Say I have the following table:
cities
===========
state_id integer
name varchar(32)
slug varchar(32)
Now, say I want to perform queries like this:
SELECT * FROM cities WHERE state_id = 123 AND slug = 'some_city'
SELECT * FROM cities WHERE state_id = 123
If I want the "slug" for a city to be unique within its particular state, I'd add a unique index on state_id and slug.
Is that index enough? Or should I also add another on state_id so the second query is optimized? Or does the second query automatically use the unique index?
I'm working on PostgreSQL, but I feel this case is so simple that most DBMS work similarly.
Also, I know this surely doesn't make a difference on small tables, but my example is a simple one. Think of 200k+ rows tables.
Thanks!
A single unique index on (state_id, slug) should be sufficient. To be sure, of course, you'll need to run EXPLAIN and/or ANALYZE (perhaps with the help of something like http://explain.depesz.com/), but ultimately what indexes are appropriate depends very closely on what kind of queries you will be running. Remember, indexes make SELECTs faster and INSERTs, UPDATEs, and DELETEs slower, so you ideally want only as many indexes as are actually necessary.
Also, PostgreSQL has a smart query optimizer: it will use radically different search plans for queries on small tables and huge tables. If the table is small, it will just do a sequential scan and not even bother with any indexes, since the overhead of working with them is higher than just brute-force sifting through the table. This changes to a different plan once the table size passes a threshold, and may change again if the table gets larger again, or if you change your SELECT, or....
Summary: you can't trust the results of EXPLAIN and ANALYZE on datasets much smaller or different than your actual data. Make it work, then make it fast later (if you need to).
[EDIT: Misread the question... Hopefully my answer is more relevant now!]
In your case, I'd suggest 1 index on (state_id, slug). If you ever need to search just by slug, add an index on just that column. If you have those, then adding another index on state_id is unnecessary as the first index already covers it.
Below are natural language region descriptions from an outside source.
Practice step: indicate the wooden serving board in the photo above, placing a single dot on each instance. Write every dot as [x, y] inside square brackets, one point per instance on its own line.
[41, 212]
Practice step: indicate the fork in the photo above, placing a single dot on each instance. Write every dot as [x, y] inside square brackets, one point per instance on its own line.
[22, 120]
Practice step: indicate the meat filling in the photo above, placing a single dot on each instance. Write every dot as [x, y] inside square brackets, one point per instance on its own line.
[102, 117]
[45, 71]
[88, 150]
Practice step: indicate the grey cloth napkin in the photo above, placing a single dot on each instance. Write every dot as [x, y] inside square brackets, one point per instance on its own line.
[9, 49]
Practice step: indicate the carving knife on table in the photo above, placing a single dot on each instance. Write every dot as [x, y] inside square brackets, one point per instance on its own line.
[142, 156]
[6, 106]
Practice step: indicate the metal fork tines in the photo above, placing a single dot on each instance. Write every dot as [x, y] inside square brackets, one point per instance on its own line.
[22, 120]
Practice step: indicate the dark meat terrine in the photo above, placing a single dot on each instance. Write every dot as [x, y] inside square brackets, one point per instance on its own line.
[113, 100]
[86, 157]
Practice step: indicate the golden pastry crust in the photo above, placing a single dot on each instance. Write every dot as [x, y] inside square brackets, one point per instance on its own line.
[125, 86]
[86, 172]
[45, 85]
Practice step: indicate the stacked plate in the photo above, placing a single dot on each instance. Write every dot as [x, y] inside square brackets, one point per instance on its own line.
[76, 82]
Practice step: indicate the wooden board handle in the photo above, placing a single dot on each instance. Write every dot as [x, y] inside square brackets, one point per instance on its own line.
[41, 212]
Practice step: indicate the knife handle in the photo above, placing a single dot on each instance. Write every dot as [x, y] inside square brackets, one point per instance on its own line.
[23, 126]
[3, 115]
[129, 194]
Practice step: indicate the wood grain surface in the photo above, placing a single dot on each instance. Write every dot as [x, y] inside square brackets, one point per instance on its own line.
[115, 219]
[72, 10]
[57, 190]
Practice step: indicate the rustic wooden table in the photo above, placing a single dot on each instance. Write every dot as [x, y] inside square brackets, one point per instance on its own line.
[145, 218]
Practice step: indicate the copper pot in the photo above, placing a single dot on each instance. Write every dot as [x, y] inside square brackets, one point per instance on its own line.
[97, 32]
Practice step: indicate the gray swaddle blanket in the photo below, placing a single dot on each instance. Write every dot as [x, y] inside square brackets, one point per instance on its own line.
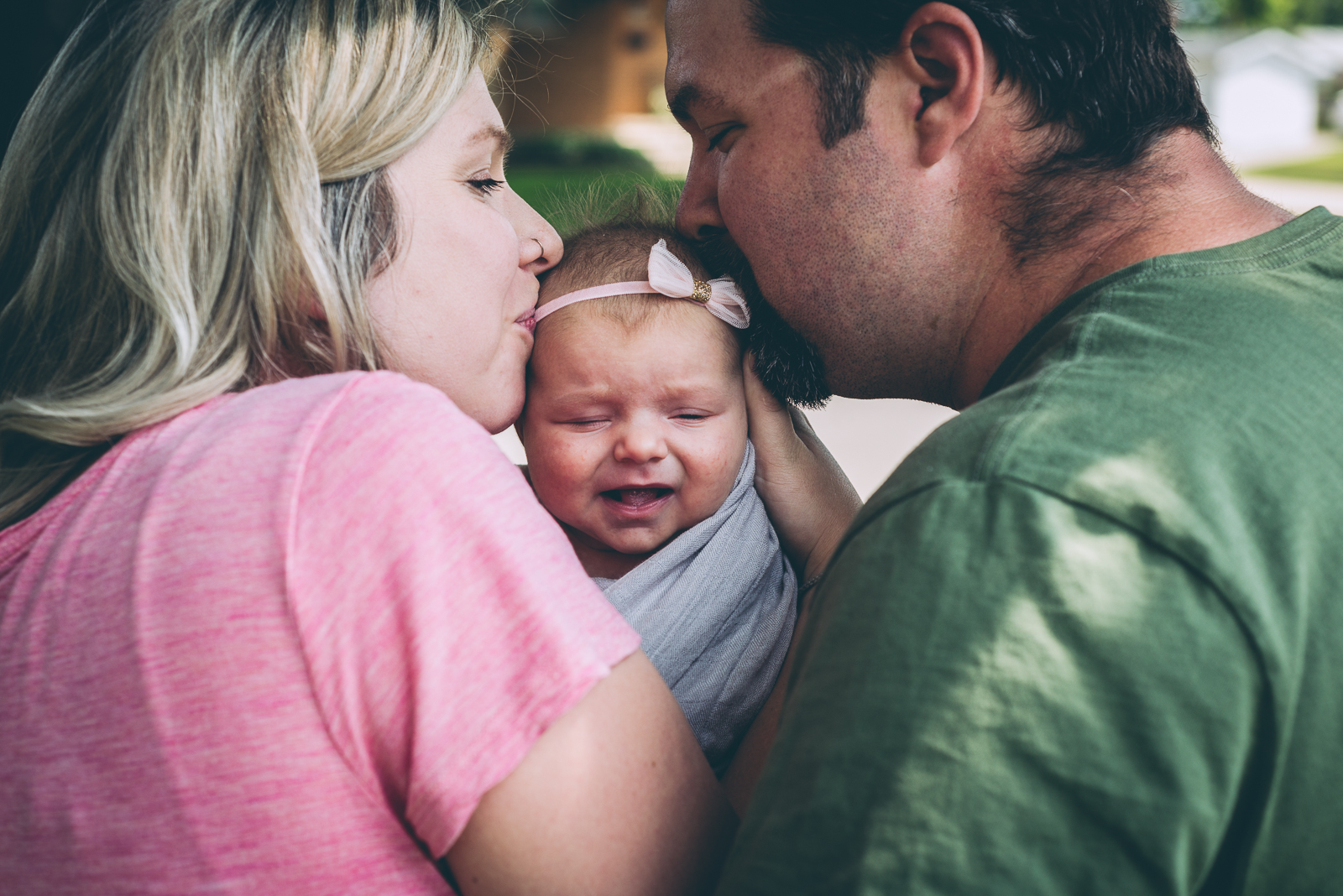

An index can be used whenever an initial segment of its columns are used in a WHERE clause. So e.g. an index on columns A, B and C will optimise queries containing WHERE clauses involving A, B and C, WHERE clauses with just A and B, or WHERE clauses with just A. Note that the order that columns appear in the index definition is very important -- this example index cannot be used for WHERE clauses involving just B and/or C.
(Of course it's up to the query optimiser whether or not a particular index actually gets used, but in your case with 200k rows, you can guarantee that a simple search by state_id or slug or both will use one of the indices.)
Any decent optimizer will see an index on three columns - say:
CREATE INDEX idx_1 ON SomeTable(Col1, Col2, Col3);
and will use that index for any of the following conditions:
WHERE Col1 = ...something...
WHERE Col1 = ...something... AND Col2 = ...otherthing...
WHERE Col3 = ....whatnot....
AND Col1 = ...something....
AND Col2 = ...otherthing...
That is, it will use the index if there are conditions applied to any contiguous leading subset of the columns of the index. Although I used equality, it can also apply to ranges (open - just greater than, for example) or closed (between two values).
To do optimization use EXPLAIN http://www.postgresql.org/docs/7.4/static/sql-explain.html and see for your self.
But optimization is not the most important reason to make those indexes; first it is a constraint inhibiting a database from not being logical.